Mme [C] [Y] en réponse soutient que l’acte du [Date décès 6] 2015 a été commis dans des circonstances particulières de volonté affirmée et revendiquée par les terroristes d’intimidation et de terreur d’une Nation afin de porter atteinte à l’État français, à la liberté de la presse et d’expression. Elle réclame la confirmation du jugement entrepris, faisant valoir que M. [R] [Y] a fait le sacrifice involontaire de sa personne et que cette dimension n’est indemnisée par aucun autre poste de la nomenclature Dintilhac.
Sur ce,
Aux termes des dispositions des articles L 126-1 et L 422-1 du code des assurances, le FGTI est tenu d’assurer à la victime directe d’un acte de terrorisme la réparation intégrale de son dommage. N’entrent pas dans les prévisions de ces articles, le caractère atroce du fait générateur en tant que tel, sa cause et son traitement médiatique.
Au regard du principe d’individualisation qui gouverne l’indemnisation du préjudice corporel, le FGTI n’est pas fondé à soutenir que le PESVT échappe au contrôle du juge.
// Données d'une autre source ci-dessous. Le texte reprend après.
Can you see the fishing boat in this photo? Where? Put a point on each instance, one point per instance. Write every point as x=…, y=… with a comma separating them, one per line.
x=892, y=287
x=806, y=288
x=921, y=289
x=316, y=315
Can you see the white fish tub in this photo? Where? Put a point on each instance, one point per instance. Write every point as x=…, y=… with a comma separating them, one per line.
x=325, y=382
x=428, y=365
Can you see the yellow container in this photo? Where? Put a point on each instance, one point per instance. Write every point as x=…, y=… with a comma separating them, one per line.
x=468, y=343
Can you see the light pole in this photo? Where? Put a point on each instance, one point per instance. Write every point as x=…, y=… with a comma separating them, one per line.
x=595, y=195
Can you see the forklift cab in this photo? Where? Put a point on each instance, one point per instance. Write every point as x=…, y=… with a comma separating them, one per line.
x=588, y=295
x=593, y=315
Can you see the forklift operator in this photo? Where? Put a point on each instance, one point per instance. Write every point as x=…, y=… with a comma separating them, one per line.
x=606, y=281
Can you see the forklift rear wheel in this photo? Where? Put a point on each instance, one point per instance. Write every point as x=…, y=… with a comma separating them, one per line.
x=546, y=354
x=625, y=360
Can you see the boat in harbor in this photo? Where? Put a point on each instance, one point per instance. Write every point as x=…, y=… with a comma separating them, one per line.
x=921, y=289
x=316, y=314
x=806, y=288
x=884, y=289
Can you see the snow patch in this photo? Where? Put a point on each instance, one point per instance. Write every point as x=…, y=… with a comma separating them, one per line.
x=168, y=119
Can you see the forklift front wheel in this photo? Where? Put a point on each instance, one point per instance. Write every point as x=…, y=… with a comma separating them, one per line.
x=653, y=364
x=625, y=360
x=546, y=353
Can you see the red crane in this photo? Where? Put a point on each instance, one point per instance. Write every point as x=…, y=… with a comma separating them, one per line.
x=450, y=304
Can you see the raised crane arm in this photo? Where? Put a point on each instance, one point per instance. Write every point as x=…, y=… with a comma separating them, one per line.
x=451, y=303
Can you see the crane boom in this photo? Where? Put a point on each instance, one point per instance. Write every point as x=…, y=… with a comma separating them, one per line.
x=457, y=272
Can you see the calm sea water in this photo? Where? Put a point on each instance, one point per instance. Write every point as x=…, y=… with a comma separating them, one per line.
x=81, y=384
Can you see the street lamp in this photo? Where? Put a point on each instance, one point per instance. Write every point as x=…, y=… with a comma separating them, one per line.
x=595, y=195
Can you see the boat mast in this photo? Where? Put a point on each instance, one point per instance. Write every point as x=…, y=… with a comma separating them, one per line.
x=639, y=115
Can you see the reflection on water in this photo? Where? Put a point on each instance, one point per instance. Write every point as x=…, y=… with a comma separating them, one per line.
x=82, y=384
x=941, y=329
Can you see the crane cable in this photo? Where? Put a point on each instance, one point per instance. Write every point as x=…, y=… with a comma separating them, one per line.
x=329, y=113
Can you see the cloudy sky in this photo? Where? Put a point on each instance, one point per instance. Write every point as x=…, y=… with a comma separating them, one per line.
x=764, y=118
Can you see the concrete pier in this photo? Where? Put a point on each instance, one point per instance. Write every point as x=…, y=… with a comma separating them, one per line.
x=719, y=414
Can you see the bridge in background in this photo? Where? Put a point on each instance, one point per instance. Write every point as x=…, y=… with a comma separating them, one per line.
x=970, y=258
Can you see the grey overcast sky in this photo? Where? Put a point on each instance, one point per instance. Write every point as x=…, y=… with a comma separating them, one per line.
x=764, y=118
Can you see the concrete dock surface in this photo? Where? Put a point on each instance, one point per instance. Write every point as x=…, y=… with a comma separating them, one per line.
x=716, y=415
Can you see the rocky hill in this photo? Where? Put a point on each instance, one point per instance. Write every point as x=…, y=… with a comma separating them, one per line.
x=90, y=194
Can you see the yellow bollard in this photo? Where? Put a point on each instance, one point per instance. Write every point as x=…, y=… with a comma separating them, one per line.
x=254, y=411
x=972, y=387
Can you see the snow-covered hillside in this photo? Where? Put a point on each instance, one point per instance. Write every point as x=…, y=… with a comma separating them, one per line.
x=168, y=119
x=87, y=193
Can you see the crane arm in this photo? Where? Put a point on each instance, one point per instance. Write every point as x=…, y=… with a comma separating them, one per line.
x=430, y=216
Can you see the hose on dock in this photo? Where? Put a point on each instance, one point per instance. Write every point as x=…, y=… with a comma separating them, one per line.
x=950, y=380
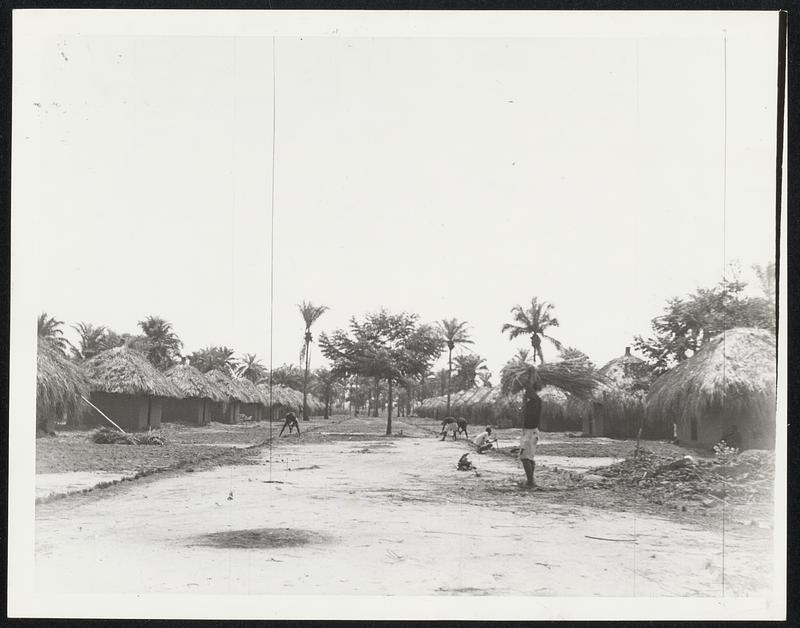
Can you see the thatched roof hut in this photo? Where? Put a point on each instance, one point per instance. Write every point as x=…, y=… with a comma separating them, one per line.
x=231, y=388
x=59, y=387
x=198, y=394
x=128, y=389
x=128, y=372
x=730, y=383
x=625, y=371
x=190, y=382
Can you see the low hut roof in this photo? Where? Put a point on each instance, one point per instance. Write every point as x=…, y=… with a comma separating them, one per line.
x=231, y=388
x=736, y=371
x=126, y=371
x=59, y=382
x=249, y=388
x=192, y=383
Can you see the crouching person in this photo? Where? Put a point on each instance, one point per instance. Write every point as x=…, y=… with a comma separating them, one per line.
x=484, y=441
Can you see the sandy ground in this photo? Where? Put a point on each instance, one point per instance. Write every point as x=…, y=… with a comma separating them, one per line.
x=352, y=512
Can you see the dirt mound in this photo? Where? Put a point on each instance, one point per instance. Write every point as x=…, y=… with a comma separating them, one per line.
x=735, y=479
x=263, y=538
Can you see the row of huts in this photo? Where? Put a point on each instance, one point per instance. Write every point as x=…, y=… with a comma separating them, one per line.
x=123, y=386
x=726, y=388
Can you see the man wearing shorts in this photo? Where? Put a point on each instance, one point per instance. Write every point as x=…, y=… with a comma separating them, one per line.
x=531, y=415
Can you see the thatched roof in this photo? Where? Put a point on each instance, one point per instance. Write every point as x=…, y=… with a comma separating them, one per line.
x=126, y=371
x=735, y=372
x=231, y=388
x=59, y=382
x=250, y=389
x=192, y=383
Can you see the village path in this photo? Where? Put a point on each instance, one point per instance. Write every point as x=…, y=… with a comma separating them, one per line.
x=349, y=511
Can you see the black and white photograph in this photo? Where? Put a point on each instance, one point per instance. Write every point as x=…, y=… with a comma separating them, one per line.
x=397, y=315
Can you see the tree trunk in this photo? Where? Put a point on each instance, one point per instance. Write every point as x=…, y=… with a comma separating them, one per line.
x=305, y=384
x=449, y=369
x=389, y=413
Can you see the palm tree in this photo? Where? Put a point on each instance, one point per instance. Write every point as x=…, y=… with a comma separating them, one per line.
x=165, y=344
x=455, y=333
x=533, y=322
x=310, y=314
x=250, y=367
x=91, y=340
x=49, y=329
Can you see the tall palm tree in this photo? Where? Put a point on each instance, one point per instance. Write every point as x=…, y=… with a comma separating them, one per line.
x=91, y=340
x=533, y=322
x=310, y=314
x=165, y=344
x=49, y=329
x=250, y=367
x=454, y=333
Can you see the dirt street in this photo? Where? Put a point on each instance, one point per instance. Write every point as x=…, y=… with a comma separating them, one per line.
x=349, y=511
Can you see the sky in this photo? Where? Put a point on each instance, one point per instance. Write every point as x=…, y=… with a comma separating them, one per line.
x=445, y=176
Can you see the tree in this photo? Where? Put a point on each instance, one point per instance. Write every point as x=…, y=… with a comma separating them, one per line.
x=218, y=358
x=165, y=346
x=135, y=342
x=326, y=385
x=454, y=332
x=688, y=323
x=288, y=375
x=383, y=346
x=533, y=322
x=310, y=314
x=250, y=367
x=49, y=330
x=91, y=340
x=470, y=367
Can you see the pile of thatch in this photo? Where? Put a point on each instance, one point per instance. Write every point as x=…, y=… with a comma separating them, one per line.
x=572, y=376
x=59, y=384
x=191, y=383
x=106, y=436
x=126, y=371
x=735, y=373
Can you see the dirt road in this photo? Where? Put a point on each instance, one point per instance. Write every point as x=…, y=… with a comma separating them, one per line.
x=349, y=511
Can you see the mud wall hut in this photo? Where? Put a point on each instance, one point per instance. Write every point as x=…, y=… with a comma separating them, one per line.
x=60, y=384
x=727, y=386
x=198, y=396
x=128, y=389
x=235, y=394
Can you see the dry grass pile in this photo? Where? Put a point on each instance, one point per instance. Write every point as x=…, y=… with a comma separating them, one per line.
x=739, y=479
x=571, y=376
x=106, y=436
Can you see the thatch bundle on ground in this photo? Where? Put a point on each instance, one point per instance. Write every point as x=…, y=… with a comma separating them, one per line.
x=729, y=383
x=489, y=406
x=128, y=389
x=59, y=387
x=198, y=393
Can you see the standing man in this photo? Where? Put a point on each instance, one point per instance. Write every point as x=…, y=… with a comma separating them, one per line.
x=531, y=415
Il y a lieu en conséquence de rechercher quel est le dommage subi par M. [R] [Y] de son vivant, réparé à ce titre qui n’a pas déjà été indemnisé.
En l’espèce, les souffrances tant physiques que morales de M. [R] [Y] ont été indemnisées.
Le poste des préjudices permanents exceptionnels indemnise des préjudices extra-patrimoniaux atypiques, directement liés au handicap permanent qui prend une résonnance particulière pour certaines victimes en raison soit de leur personne, soit des circonstances et de la nature du fait dommageable, notamment de son caractère collectif pouvant exister lors de catastrophes naturelles ou industrielles ou d’attentats.
Le préjudice revendiqué ne répond pas à cette définition qui implique la persistance d’un handicap subi par la victime directe. Tel n’étant pas le cas, la demande est rejetée et le jugement infirmé.
Sur les autres demandes
Les sommes allouées porteront intérêts au taux légal à compter du présent arrêt. En tant que de besoin, la capitalisation est ordonnée.
Il n’y a pas lieu à application de l’article 700 du code de procédure civile. Les dépens sont laissés à la charge de l’État.
PAR CES MOTIFS
Statuant dans la limite de l’appel principal et des appels incidents,
Infirme le jugement en ses dispositions dont il a été fait appel, soit le préjudice d’attente et d’inquiétude de Mme [C] [Y] et de [B] [M], le préjudice d’angoisse de mort imminente, le préjudice de souffrance ainsi que le préjudice exceptionnel spécifique des victimes d’actes de terrorisme de M. [R] [Y],
Statuant à nouveau,
Condamne le Fonds de Garantie des victimes des actes de Terrorisme et d’autres Infractions à payer, en deniers ou quittances, provisions et sommes versées en vertu de l’exécution provisoire non déduites :
1° à Mme [C] [Y] la somme de 12.000 (douze mille) euros au titre du préjudice d’attente et d’inquiétude,
2° à [B] [M] représenté par Mme [C] [Y] la somme de 5.000 (cinq mille) euros au titre du préjudice d’attente et d’inquiétude,
3° à Mme [C] [Y] et à [J] [Y] représentée par Mme [C] [Y] au titre de l’action successorale en leur qualité d’ayant droit de M. [R] [Y] :
— la somme de 10.000 (dix mille) euros au titre du préjudice d’angoisse de mort imminente,
— la somme de 20.000 (vingt mille) euros au titre des souffrances,
Dit que les sommes allouées porteront intérêts au taux légal à compter du présent arrêt,
En tant que de besoin, dit que les intérêts échus des capitaux produiront intérêts dans les conditions fixées par l’article 1343-2 du code civil,
Déboute Mme [C] [Y] et [J] [Y] représentée par Mme [C] [Y] de la demande formulée au titre du préjudice exceptionnel spécifique des victimes d’actes de terrorisme de M. [R] [Y],
Y ajoutant,
Rejette la demande présentée en cause d’appel en application de l’article 700 du code de procédure civile,
Laisse les dépens d’appel à la charge de l’État.